I think you want to use barrier synchronization using std::mutex?
Also take a look at boost thread, for a relatively high level threading library
Take a look at this code sample from the link:
#include <iostream>
#include <map>
#include <string>
#include <chrono>
#include <thread>
#include <mutex>
std::map<std::string, std::string> g_pages;
std::mutex g_pages_mutex;
void save_page(const std::string &url)
{
// simulate a long page fetch
std::this_thread::sleep_for(std::chrono::seconds(2));
std::string result = "fake content";
g_pages_mutex.lock();
g_pages[url] = result;
g_pages_mutex.unlock();
}
int main()
{
std::thread t1(save_page, "http://foo");
std::thread t2(save_page, "http://bar");
t1.join();
t2.join();
g_pages_mutex.lock(); // not necessary as the threads are joined, but good style
for (const auto &pair : g_pages) {
std::cout << pair.first << " => " << pair.second << '\n';
}
g_pages_mutex.unlock();
}
I would suggest to use std::mutex and std::condition_variable to solve the problem. Here's an example how it can work with C++11:
#include <condition_variable>
#include <iostream>
#include <mutex>
#include <thread>
using namespace std;
int main()
{
mutex m;
condition_variable cv;
// Tells, if the worker should stop its work
bool done = false;
// Zero means, it can be filled by the worker thread.

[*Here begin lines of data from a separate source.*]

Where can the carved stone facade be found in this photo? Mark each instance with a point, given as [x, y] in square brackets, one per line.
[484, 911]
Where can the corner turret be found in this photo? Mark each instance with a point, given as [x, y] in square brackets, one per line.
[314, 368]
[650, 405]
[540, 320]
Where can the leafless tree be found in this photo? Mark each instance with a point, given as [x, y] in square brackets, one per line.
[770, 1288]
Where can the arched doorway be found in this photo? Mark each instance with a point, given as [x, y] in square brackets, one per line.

// Non-zero means, it can be consumed by the main thread.
int result = 0;
// run worker thread
auto t = thread{ [&]{
auto bound = 1000;
for (;;) // ever
{
auto sum = 0;
for ( auto i = 0; i != bound; ++i )
sum += i;
++bound;
auto lock = unique_lock<mutex>( m );
// wait until we can safely write the result
cv.wait( lock, [&]{ return result == 0; });
// write the result
result = sum;
// wake up the consuming thread
cv.notify_one();
// exit the loop, if flag is set. This must be
// done with mutex protection. Hence this is not
// in the for-condition expression.
if ( done )
break;
}
} };
// the main threads loop
for ( auto i = 0; i != 20; ++i )
{
auto r = 0;
{
// lock the mutex
auto lock = unique_lock<mutex>( m );
// wait until we can safely read the result
cv.wait( lock, [&]{ return result != 0; } );
// read the result
r = result;
// set result to zero so the worker can
// continue to produce new results.
result = 0;
// wake up the producer
cv.notify_one();
// the lock is released here (the end of the scope)
}
// do time consuming io at the side.
cout << r << endl;
}
// tell the worker to stop
{
auto lock = unique_lock<mutex>( m );
result = 0;
done = true;
// again the lock is released here
}
// wait for the worker to finish.
t.join();
cout << "Finished." << endl;
}
You could do the same with std::atomics by essentially implementing spin locks. Spin locks can be slower than mutexes. So I repeat the advise on the boost website:
Do not use spinlocks unless you are certain that you understand the consequences.
I believe that mutexes and condition variables are the way to go in your case.